In the second annual George J. Losoncy Lecture in Physics and Astronomy, Dr. Leonard Gamberg, Associate Professor of Physics at Penn State Berks, will give a lecture titled ?At the Frontier of Particle Physics: The Discovery of the Higgs Particle-What Does it Mean?? on Thursday, March 21, 2013, at 5:00 p.m. in the Perkins Student Center Auditorium. This event is free and open to the public, and it will be preceded by a reception in the Freyberger Gallery at 4:30 p.m., where light refreshments will be served.
The talk is the second in the annual lecture series named in honor of George Losoncy, who was a dedicated Penn State Berks employee for 17 years, serving the college with perfect attendance, and donating 182 unused sick days when he retired in 2009. He was an enthusiastic supporter of the Science Division Colloquia and was particularly interested in physics and astronomy. Upon his retirement, he donated $50,000 to set up a research endowment in physics and astronomy at Penn State Berks.
On July 4th, 2012, the leaders of two experimental collaborations numbering more than 6,000 scientists from around the world announced the discovery of a new elementary particle resembling the so-called Higgs particle from experiments performed at the Large Hadron Collider, which is located at the European Center in Switzerland. The Higgs particle is named after Peter Higgs, a British physicist. In 1964, along with five other physicists, Higgs proposed a physical mechanism to characterize the properties of the weak nuclear force of nature. As a consequence of this theory, he predicted the existence of a new particle that explains how all other elementary particles seen in nature, such as the electron, possess mass. The consequences of this prediction led to a revolution in physics where a small number of newly predicted elementary particles were subsequently discovered over a 40-year period, except for the illusive Higgs particle.
If the recent discovery holds up under further tests, it would complete a quest of more than 50 years of exploration to verify the Standard Model of elementary particle physics. This new discovery could, on the other hand, require a modification of the theory and thus open the door to physics beyond the Standard Model. To date, the Standard Model has been the most successful physical theory in describing the visible elementary particles and fields of nature. Uncovering the full characteristics of this "Higgs-like" elementary particle will rely on carefully measuring its interactions with other particles and fields, and that may take sometime to resolve.
In this presentation, Gamberg will give an overview of what appears to be a monumental discovery at the frontiers of science, and describe the central role that the Higgs mechanism plays in Standard Model of elementary particle physics.

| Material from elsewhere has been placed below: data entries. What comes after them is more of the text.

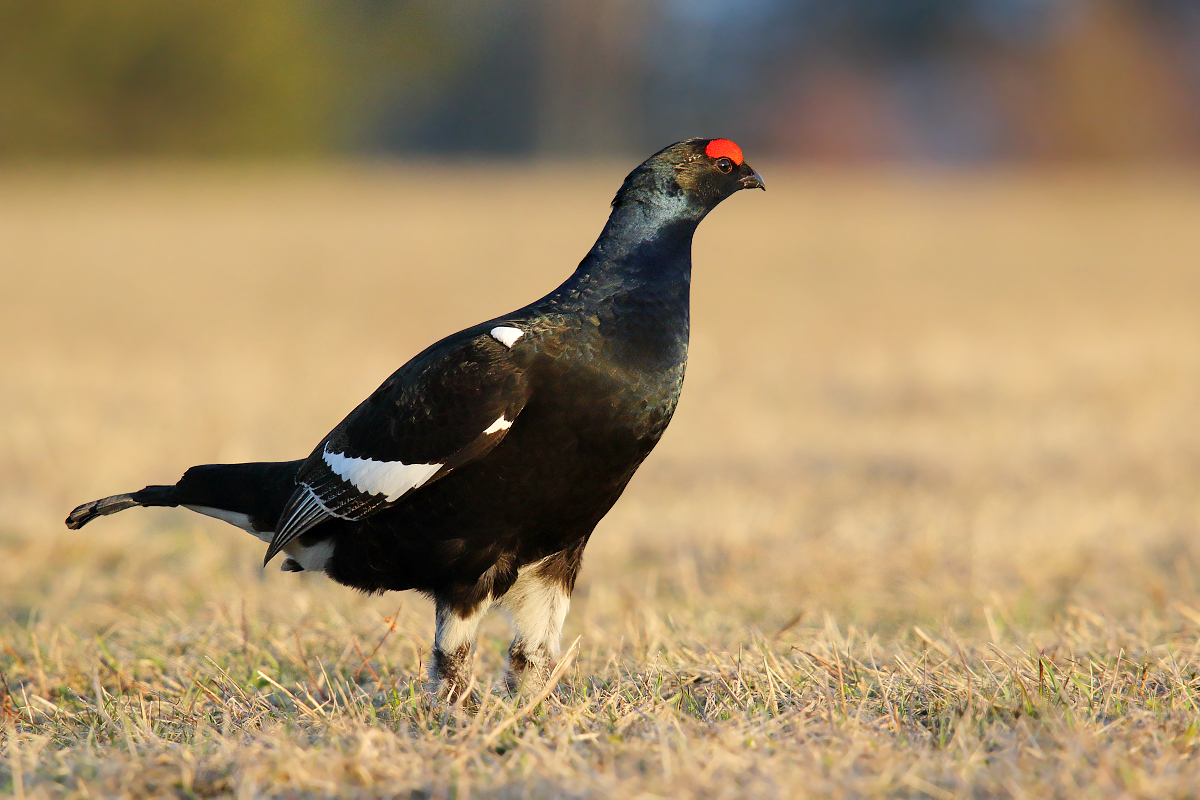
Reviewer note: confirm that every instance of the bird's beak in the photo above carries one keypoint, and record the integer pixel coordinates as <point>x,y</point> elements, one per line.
<point>753,180</point>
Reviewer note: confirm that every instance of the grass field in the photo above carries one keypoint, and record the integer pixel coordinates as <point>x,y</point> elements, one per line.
<point>927,522</point>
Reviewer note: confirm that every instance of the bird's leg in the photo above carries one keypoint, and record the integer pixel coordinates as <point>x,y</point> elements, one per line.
<point>450,663</point>
<point>538,603</point>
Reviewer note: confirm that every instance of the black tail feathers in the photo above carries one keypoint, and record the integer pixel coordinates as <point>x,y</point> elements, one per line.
<point>151,495</point>
<point>257,491</point>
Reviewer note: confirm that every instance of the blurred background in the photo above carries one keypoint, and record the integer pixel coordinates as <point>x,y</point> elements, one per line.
<point>925,80</point>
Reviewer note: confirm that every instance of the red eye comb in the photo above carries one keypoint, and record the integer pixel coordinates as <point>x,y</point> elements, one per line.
<point>724,149</point>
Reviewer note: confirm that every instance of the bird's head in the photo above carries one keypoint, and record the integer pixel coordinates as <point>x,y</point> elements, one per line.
<point>689,176</point>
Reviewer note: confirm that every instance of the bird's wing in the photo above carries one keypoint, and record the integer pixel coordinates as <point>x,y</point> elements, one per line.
<point>447,407</point>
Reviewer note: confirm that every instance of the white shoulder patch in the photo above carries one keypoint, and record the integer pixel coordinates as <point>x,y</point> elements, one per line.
<point>507,336</point>
<point>499,425</point>
<point>390,479</point>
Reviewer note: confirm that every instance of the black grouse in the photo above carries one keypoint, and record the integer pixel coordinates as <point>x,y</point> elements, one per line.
<point>478,470</point>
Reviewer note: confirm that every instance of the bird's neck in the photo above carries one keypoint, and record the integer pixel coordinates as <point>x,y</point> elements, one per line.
<point>643,250</point>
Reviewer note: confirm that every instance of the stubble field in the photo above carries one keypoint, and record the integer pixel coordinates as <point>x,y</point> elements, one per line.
<point>927,522</point>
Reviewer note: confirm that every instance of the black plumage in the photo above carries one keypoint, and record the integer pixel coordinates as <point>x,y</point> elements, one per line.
<point>479,469</point>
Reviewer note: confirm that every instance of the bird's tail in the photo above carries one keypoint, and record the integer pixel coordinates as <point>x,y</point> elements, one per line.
<point>249,495</point>
<point>151,495</point>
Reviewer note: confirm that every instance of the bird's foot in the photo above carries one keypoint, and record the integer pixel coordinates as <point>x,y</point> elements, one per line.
<point>528,671</point>
<point>450,684</point>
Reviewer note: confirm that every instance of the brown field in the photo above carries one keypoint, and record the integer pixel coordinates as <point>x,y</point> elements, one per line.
<point>927,522</point>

Recently, Gamberg has been awarded a grant for $120,000 from the Office of Science of the U.S. Department of Energy (DOE), Division of Nuclear Theory. His research focuses on understanding how the sub-nuclear elementary particles, quarks and gluons, give rise the spin and momentum structure of composite particles that feel the strong nuclear force, such as the nucleons (proton and neutron) and mesons (pions, kaons). The grant for Gamberg's project, "Transverse Spin and Momentum Structure of Hadrons in QCD" began on Nov. 15, 2012, and will run until Nov. 14, 2015. This three-year grant includes funds to support student research assistants to work with Gamberg, a sub-atomic nuclear particle physicist.